体調はどうですか、って悪いのは分かるし悪くしたのはそもそも私だし…

そう、まずは謝らないと!


「あのっ…ジェード様…、怪我をさせてしまって本当に…申し訳ありません、でした」

顔を見ることができずに、かといって謝る側が顔をそらしていると言うのも失礼なのでジェードが頭をのせている枕に視線を向けて言葉を紡ぐ。

目が合っているように見えて合っていない、と言うやつだ。

「私が…もっと、しっかりしていたら、きっと…あんなことには」

「アリス様」

私の言葉を遮るようにジェード様が優しく声をかけて、私の方に手を伸ばし膝の上にあった私の手に自分の手を重ねる。

じんわりと熱が伝わって手が暖かい。


「私にとってこの傷は勲章です、ダニエル殿下と貴女を守ることが出来た証なのです。ですからその様に憂れう必要などありません、思ったより傷は深くありませんし完治するまでにそう時間はかからないとの事ですから……ね?」

ジェード様は子供に言い聞かせるように目を細めて微笑む。

あまり気にしていますと態度に出してしまえば、ジェード様に逆に気を使わせてしまうかもしれない。

私が頷くのを確認したジェード様は「それに」と言葉を続ける。


「烏滸がましいとは分かっているのですが…私はアリス様の笑顔を好ましく思っているのです。ですからどうか、笑顔でいてください。
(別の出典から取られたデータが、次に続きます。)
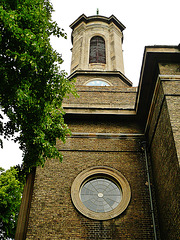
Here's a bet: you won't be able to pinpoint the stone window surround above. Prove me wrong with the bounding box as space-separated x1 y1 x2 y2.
71 166 131 220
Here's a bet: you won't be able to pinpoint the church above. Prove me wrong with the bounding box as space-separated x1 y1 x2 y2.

その方が私はもちろんダニエル殿下や周りの者達も喜びます」

ジェード様の言葉が頭のなかで復唱される。


好ましい……って言われた!?


自分に都合の良い部分だけだがそれだけで私の胸は高鳴り出してしまう。きっと赤くなっている頬を見られないように視線を落として俯いた。
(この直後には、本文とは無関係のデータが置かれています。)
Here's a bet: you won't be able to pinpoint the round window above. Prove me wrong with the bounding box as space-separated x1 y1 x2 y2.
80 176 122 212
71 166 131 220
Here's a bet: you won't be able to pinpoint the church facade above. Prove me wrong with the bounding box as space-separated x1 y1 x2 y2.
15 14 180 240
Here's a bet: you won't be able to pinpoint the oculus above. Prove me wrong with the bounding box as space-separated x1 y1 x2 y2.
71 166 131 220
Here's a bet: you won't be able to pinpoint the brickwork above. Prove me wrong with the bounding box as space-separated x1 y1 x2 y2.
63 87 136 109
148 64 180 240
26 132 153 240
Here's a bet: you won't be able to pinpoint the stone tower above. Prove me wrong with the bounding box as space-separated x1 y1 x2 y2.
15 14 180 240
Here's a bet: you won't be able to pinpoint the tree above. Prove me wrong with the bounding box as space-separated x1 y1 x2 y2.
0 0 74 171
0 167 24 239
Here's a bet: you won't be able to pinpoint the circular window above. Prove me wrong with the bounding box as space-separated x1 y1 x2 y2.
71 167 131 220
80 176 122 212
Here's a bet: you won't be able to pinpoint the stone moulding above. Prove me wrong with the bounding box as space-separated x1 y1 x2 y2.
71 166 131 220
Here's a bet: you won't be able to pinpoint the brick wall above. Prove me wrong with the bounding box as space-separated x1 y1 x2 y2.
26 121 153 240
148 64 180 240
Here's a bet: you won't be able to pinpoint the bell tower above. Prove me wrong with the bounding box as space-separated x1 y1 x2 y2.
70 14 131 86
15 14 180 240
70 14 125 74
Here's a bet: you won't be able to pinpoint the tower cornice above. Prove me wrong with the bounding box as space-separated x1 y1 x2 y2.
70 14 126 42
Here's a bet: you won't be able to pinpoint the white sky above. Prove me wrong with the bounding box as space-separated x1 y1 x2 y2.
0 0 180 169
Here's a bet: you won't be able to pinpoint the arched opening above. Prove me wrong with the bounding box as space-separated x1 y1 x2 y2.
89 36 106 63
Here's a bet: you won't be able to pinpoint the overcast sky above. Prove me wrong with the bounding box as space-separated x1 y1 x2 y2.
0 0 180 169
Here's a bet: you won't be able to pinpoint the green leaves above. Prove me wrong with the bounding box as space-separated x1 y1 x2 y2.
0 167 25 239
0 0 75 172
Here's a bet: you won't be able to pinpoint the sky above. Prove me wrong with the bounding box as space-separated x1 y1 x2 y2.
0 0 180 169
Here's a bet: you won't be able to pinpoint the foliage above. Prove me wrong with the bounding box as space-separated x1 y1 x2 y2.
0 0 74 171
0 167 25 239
「はい……あの、守ってくださってありがとうございます」

そう言葉にするのが精一杯だ。

「どういたしまして」

そう言ってジェード様が微笑む気配がした。

「あぁ、それと…」

ジェード様はそう呟き、手を離して枕の下をごそごそと漁る。

「これ、持っていてくださったんですね」

取り出されたものに視線を向けると少し汚れの増したお守りのリボンがそこにあった。


あの時、落としたと思ってたのに…ジェード様が拾ってくださったんだ…


「借り物だったのに中々返せなくて、しかも汚してしまって…すみません」

私が謝ればジェード様はゆっくり首を横に振る。

「いえ、持っていてくださって嬉しかったです。お気になさらないでください」

その言葉に私はさらに申し訳なくなってしまう、さっき気を使わせないようにしようと思ったばかりなのに早速気を使わせてしまっている。


「これはもう大分ボロボロになってきましたから、今度新しいものを贈らせていただけませんか?」

ジェード様の言葉に私は顔をあげた。そこまで気を使わせてしまっているのかと、凄く申し訳なくなる。
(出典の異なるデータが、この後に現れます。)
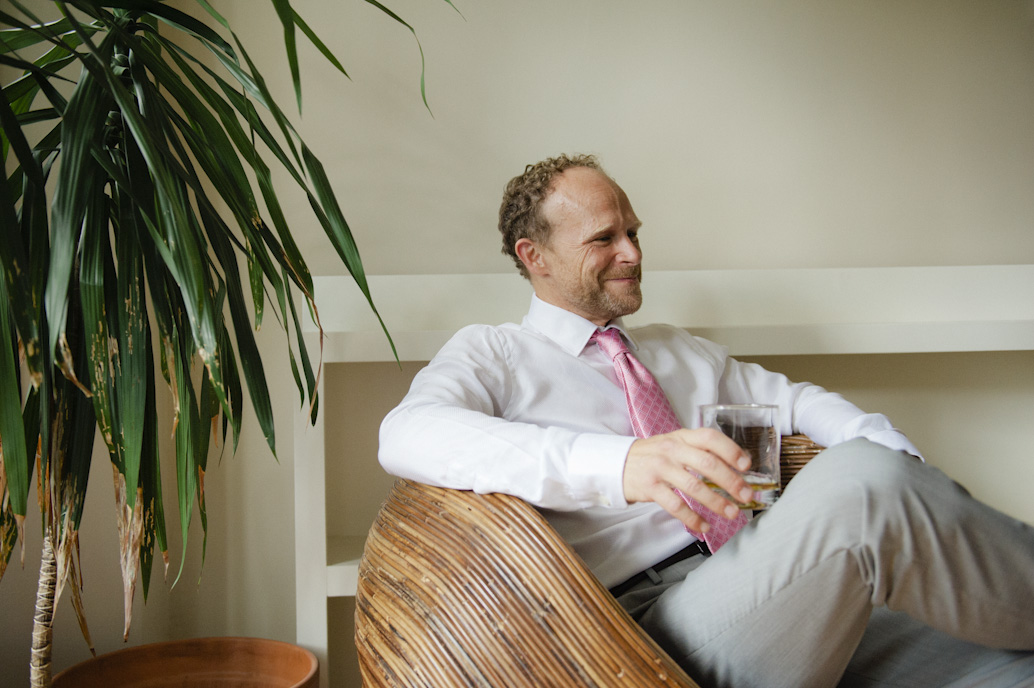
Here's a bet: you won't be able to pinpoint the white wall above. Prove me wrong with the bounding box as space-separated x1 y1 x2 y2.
0 0 1034 685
「あ、あの…そんなに気を使わないでください。寧ろ私がジェード様にいろいろ御詫びしなければいけない立場なのに…」

そう告げるとジェード様は目を瞬かせた後、私の手をとってじっと視線を合わせてきた。

「気を使っているわけではありませんよ、私がしたくてしているのです…だからどうか私の願いを聞き届けていただけませんか?」

「………本当、ですか?」

「本当です」

じっと見詰めればその瞳と視線が絡み合う。

数秒見詰め合った後、私が頷けばジェード様は嬉しそうに笑ってくれた。


コンコン


「っ!」

「!!」

急に部屋のドアがノックされて私達はびくりと肩を震わせジェード様が私から手を離す。

「ジェード、居るかい?見舞いに来たんだが」

ドアの向こうからするのは兄の声だ。なんというタイミング。

ジェード様の返答を待つことなくドアが開いて、兄が入ってきた。

「おや、アリスも見舞いに来ていたのかい?邪魔してしまったかな」

困ったように眉を下げる兄に私は首を横に振り慌てて椅子から立ち上がる。

「いいえ…私はそろそろ戻るつもりでしたから。それではジェード様、お大事に!」

慌ててぺこりと頭を下げると私は二人の顔を見ることもせず、脱兎のごとく部屋から飛び出して自分の部屋に戻った。